Recently, there’s even been some fighting among the usually mutually-supportive women writers as some tried to separate themselves from the popular chick-lit label.   When Curtis Sittenfeld reviewed Melissa Bank’s "The Wonder Spot" in the New York Times Book Review, many saw it as an attack on the genre —  and an excuse for Ms. Sittenfeld to re-create her own image as a "serious" writer.  Popular chick-lit writer Jennnifer Weiner then responded to the review, mocking Ms. Sittenfeld:

"The more I think about the increasingly angry divide between ladies who write literature and chicks who write chick lit, the more it seems like a grown-up version of the smart versus pretty games of years ago; like so much jockeying for position in the cafeteria and mocking the girls who are nerdier/sluttier/stupider than you, to make yourself feel more secure about your own place in the pecking order."

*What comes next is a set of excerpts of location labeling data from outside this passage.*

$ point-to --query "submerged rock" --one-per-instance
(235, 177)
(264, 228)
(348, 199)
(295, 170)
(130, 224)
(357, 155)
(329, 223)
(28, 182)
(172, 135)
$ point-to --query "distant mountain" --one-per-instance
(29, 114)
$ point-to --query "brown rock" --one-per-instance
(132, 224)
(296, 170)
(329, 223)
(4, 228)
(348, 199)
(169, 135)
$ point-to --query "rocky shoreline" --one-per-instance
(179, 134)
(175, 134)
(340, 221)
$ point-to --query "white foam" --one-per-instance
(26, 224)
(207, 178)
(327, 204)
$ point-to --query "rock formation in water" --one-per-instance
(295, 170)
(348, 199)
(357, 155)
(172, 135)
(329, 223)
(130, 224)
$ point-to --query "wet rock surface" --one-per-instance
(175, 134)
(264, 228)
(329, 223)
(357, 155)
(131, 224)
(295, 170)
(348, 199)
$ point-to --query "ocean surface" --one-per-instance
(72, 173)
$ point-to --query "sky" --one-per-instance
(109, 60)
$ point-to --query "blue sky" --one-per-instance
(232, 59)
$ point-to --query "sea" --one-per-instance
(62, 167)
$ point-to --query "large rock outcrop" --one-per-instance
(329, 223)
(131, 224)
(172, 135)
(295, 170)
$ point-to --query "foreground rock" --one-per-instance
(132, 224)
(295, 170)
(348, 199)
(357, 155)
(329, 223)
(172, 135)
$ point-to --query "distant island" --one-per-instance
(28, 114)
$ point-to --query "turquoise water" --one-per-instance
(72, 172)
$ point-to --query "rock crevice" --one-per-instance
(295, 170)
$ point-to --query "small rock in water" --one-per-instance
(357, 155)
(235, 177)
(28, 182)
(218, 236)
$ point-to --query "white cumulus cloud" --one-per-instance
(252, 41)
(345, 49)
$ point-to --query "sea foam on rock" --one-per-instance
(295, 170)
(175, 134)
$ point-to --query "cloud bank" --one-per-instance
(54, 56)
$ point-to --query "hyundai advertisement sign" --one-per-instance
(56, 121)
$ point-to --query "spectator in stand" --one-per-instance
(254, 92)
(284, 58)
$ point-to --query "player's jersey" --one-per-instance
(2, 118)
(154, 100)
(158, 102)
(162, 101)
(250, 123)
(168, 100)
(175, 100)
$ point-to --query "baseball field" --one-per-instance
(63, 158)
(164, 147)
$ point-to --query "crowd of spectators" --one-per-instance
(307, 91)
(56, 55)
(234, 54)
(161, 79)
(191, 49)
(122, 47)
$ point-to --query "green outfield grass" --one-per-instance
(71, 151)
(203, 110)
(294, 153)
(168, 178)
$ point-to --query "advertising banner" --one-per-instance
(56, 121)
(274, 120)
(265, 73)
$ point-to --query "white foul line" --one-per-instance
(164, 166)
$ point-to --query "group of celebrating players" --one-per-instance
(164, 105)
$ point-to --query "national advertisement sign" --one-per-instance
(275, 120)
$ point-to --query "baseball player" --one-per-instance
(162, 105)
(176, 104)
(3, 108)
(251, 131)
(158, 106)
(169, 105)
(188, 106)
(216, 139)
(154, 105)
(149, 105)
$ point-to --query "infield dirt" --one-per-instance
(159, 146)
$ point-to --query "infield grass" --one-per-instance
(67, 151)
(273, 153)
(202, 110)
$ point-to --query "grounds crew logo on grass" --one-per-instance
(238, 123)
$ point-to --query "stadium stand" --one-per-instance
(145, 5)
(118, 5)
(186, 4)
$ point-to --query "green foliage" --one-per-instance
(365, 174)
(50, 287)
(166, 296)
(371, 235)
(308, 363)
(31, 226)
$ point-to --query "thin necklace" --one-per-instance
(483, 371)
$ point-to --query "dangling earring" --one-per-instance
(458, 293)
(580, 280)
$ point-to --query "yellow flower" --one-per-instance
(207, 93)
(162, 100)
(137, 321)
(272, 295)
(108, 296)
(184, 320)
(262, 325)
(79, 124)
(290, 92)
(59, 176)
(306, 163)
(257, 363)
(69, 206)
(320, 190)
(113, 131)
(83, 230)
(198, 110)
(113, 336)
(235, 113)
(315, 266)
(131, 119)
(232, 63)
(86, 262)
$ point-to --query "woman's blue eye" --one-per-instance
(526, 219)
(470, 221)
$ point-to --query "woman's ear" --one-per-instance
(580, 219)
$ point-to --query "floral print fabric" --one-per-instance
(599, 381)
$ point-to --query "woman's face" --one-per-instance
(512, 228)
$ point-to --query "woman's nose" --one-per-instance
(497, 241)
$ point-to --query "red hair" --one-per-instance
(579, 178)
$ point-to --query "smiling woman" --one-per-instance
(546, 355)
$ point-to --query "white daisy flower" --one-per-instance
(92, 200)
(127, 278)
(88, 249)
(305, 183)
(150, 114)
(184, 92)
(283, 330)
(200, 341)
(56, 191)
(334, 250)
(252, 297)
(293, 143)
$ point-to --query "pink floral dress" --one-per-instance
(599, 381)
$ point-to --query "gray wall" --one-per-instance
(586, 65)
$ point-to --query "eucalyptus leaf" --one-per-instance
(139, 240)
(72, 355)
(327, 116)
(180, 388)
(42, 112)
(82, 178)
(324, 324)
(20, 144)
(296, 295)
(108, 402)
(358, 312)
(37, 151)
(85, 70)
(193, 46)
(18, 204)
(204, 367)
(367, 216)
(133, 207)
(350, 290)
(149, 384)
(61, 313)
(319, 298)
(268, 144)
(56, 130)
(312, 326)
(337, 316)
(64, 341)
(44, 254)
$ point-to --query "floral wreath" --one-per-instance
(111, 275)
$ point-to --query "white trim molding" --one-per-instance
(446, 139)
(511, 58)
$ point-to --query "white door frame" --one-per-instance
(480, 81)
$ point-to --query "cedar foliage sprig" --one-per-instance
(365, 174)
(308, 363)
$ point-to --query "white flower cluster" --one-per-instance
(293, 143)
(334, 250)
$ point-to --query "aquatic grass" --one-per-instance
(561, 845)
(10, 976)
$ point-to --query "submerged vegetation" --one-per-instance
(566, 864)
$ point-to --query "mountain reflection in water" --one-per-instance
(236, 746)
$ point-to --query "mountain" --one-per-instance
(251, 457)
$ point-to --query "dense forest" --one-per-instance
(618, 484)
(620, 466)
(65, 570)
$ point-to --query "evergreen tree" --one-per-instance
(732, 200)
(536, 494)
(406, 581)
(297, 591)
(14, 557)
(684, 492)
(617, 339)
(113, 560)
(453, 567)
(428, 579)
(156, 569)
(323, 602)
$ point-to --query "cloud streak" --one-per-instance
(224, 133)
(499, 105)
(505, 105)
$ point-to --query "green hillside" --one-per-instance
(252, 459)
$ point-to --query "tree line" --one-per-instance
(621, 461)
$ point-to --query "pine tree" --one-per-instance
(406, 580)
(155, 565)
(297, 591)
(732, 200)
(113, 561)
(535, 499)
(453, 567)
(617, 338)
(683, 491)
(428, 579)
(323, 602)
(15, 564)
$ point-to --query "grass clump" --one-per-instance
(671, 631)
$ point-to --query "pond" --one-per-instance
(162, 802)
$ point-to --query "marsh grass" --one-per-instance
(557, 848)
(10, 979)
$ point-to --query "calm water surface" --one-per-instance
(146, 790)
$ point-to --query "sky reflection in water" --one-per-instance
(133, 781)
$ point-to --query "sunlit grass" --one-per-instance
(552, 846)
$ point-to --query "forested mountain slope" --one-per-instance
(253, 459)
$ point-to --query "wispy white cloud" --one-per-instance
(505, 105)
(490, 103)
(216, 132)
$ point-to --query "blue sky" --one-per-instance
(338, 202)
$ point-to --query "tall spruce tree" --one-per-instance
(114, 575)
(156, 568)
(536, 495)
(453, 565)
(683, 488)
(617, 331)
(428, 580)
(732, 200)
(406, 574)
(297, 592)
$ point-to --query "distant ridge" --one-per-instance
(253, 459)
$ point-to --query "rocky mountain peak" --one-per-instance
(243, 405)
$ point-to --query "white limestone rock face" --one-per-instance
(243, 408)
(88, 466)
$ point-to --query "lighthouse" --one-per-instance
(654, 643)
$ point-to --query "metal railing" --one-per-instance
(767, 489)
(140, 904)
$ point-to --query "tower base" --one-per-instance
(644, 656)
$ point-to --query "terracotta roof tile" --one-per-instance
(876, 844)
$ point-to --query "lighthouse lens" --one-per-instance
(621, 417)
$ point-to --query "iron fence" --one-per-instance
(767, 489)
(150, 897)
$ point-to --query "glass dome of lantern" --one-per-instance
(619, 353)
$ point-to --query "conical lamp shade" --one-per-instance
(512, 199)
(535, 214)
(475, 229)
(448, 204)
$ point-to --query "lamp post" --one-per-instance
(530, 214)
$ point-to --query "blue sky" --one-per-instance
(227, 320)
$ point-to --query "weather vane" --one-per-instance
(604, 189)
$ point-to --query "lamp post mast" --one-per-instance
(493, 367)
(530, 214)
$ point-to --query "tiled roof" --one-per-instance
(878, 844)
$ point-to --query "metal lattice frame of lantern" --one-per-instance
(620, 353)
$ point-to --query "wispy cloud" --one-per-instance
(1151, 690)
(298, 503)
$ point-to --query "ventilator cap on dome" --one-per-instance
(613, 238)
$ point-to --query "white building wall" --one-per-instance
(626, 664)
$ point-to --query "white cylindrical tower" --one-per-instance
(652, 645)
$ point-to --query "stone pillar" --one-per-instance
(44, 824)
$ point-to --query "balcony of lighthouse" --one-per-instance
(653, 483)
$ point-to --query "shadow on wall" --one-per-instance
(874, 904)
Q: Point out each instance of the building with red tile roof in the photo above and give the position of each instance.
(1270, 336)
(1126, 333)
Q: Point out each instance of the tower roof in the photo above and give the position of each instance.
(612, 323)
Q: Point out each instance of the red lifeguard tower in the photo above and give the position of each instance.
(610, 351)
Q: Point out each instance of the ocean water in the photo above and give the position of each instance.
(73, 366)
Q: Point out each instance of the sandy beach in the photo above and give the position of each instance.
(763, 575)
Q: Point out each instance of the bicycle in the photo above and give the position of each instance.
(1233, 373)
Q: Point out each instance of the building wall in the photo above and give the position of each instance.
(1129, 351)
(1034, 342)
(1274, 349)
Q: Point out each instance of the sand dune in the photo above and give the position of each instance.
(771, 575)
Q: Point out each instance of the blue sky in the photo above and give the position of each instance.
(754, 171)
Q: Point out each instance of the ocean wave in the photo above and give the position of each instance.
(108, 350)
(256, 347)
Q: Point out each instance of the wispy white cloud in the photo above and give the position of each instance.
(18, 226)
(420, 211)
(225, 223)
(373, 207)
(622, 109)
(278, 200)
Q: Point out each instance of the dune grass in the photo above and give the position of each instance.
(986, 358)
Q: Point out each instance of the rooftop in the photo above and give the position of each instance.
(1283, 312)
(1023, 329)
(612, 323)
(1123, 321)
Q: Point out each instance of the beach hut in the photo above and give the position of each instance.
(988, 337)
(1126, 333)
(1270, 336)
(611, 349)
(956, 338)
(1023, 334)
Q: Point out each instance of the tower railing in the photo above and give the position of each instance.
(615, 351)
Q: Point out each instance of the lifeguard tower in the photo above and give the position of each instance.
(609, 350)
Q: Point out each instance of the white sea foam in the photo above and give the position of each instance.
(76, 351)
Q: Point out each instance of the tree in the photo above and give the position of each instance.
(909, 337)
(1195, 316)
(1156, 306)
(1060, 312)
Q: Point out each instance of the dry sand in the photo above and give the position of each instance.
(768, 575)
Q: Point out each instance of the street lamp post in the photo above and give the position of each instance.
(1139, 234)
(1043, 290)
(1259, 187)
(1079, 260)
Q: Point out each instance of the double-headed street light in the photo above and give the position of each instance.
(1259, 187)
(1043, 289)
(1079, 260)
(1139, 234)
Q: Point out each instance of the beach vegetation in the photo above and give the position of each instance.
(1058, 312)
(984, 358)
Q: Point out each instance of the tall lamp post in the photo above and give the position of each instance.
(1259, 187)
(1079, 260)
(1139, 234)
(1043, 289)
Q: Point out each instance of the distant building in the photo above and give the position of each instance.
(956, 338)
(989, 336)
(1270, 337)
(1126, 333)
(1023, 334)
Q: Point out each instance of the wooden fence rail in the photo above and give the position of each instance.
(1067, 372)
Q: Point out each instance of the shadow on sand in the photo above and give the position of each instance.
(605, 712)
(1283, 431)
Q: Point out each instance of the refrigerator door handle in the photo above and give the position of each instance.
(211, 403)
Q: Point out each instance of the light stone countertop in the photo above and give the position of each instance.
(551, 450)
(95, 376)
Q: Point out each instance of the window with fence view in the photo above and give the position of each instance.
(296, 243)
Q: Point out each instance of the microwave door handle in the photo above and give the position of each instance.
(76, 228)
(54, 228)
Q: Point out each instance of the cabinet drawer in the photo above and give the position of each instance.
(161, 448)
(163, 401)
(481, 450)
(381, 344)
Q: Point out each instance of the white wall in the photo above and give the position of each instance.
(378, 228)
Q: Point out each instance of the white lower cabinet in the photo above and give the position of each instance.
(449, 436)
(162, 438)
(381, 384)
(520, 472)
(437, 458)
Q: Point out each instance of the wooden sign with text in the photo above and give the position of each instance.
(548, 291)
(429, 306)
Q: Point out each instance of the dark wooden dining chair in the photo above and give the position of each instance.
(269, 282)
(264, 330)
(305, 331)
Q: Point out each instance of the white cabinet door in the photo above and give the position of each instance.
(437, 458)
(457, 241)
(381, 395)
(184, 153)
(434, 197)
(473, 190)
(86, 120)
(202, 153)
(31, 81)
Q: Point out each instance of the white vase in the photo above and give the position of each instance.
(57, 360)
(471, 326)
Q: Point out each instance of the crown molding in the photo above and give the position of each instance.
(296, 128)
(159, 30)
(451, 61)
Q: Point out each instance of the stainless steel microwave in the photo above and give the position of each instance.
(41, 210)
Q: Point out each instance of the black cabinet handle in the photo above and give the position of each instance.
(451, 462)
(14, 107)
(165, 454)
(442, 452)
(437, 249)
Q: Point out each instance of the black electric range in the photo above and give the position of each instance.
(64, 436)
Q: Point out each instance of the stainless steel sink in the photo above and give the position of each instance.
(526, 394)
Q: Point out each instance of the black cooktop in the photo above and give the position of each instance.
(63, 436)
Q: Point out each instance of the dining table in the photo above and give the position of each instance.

Why is  Ms. Sittenfeld ashamed of the term chick lit?  It is very popular and has helped hundreds of other female writers to get published.   If you write a light book about a young woman in Manhattan juggling men while working as an assistant editor at a fabulous women’s magazine, chances are the book is Chick Lit.  If the book is about a poor female mine worker dealing with her mother dying of an inoperable tumor, chances are it isn’t Chick Lit

Soon, sitcom writers are going to complain about their work being called "sitcoms."   Will sitcoms soon be called Short Televised Humorous Novellas?

As some woman might suggest in a chick lit book, "Do you really need to have it all?"  Do you need to have popularity and be taken seriously?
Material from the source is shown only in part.